I dropped my kids off for their first day of camp today. My oldest is studying digital photography, while my youngest is studying amusement parks. I'm definitely eager to hear about their day, but as I dropped them off, I had some other thoughts beyond their courses of study.
(You can go over to Spectrum of Reviews for my gushing about this educational camp experience which happens to be sponsored, but I have paid for additional sessions for the past couple years on my own dime since I'm such a fan.)
One of the things I love about this camp is its staff. After all, the enthusiasm of the staff in motivating the kids and their expertise in teaching the material is critical to how successful the camp is in providing educational fun.

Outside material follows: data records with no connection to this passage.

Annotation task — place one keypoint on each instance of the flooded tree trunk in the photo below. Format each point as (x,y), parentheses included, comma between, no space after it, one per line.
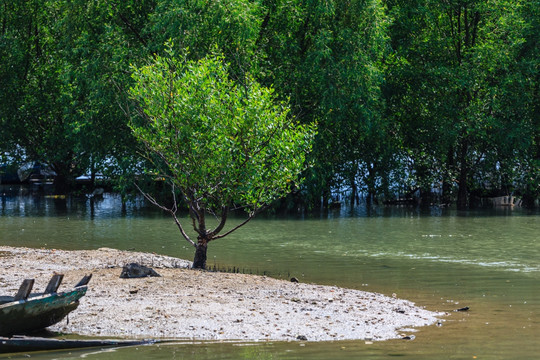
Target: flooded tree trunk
(199,261)
(463,190)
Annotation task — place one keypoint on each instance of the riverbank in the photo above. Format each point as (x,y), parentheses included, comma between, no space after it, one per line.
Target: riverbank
(199,305)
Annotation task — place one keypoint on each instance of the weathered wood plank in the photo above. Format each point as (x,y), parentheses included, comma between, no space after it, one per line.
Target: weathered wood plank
(25,289)
(54,283)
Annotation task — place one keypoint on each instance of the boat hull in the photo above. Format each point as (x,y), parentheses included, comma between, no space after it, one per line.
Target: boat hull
(38,312)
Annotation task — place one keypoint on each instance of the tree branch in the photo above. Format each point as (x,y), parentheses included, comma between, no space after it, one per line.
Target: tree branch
(170,211)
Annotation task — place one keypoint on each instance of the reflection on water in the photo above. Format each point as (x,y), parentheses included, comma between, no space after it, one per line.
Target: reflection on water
(439,258)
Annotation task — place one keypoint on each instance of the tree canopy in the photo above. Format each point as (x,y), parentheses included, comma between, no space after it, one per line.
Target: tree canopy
(437,98)
(223,145)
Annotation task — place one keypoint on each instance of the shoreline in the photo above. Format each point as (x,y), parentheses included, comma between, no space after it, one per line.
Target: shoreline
(195,305)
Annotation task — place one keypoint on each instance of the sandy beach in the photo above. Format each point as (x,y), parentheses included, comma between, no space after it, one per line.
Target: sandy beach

So, when I checked in my older son for his photography group, I was pleased to see that the young man teaching him is definitely one of those "artsy" types. His personality is different than what my son is used to. That will be terrific for my son. (Also, I was pretty happy to see that both this instructor and the fashion design instructor have visible tattoos -- something which isn't common in our more conservative area.)
My younger son was thrilled to learn that he was placed in a group as the same counselor he had last year (I had requested this, since last year was so amazing.) This counselor has the same name as my son, so last year they were "Big" and "Little." And, this counselor is African-American.
I wouldn't normally mention the color of his skin, but with this weekend's disappointing news out of Florida, I admit being pretty happy that the young man my son looks up to is African-American. (As it happens, the counselor he had two years ago and also adored is also African-American.)
We live in a pretty white place. In fact, my oldest son as a toddler loudly remarked of an African-American woman grocery checker, "Wow, she's so dirty her face is brown!" (He also told a very white woman that her belly was "so very very big like a very big circle!")
At camp, the counselors are the experts. The kids look up to them. I love that there are people of different ethnic backgrounds, varying body types, and dynamic personalities teaching the kids. There are dudes with long hair and girls with colored spiky short hair. There are piercings, beards, tattoos, and plenty of smiles. (There are also tutus and rubber chickens.)
Even before this weekend I had spoken to my boys about white privilege and socio-economic privilege. Admittedly, I don't recall how the topic came up, but as my kids are getting older, I want to make them aware of just how incredibly lucky they are, and how it is important to not make judgement based on their story rather than understanding how someone else's story may be vastly different because of their less-privileged circumstances.
Yeah, having camp counselors who look a bit different than what my sons typically see around our community is but a drop in the bucket, but exposure to different people and personalities is definitely part of their education. As they interact with and admire people who don't look like them, then I hope they won't be so quick to judge based on appearances.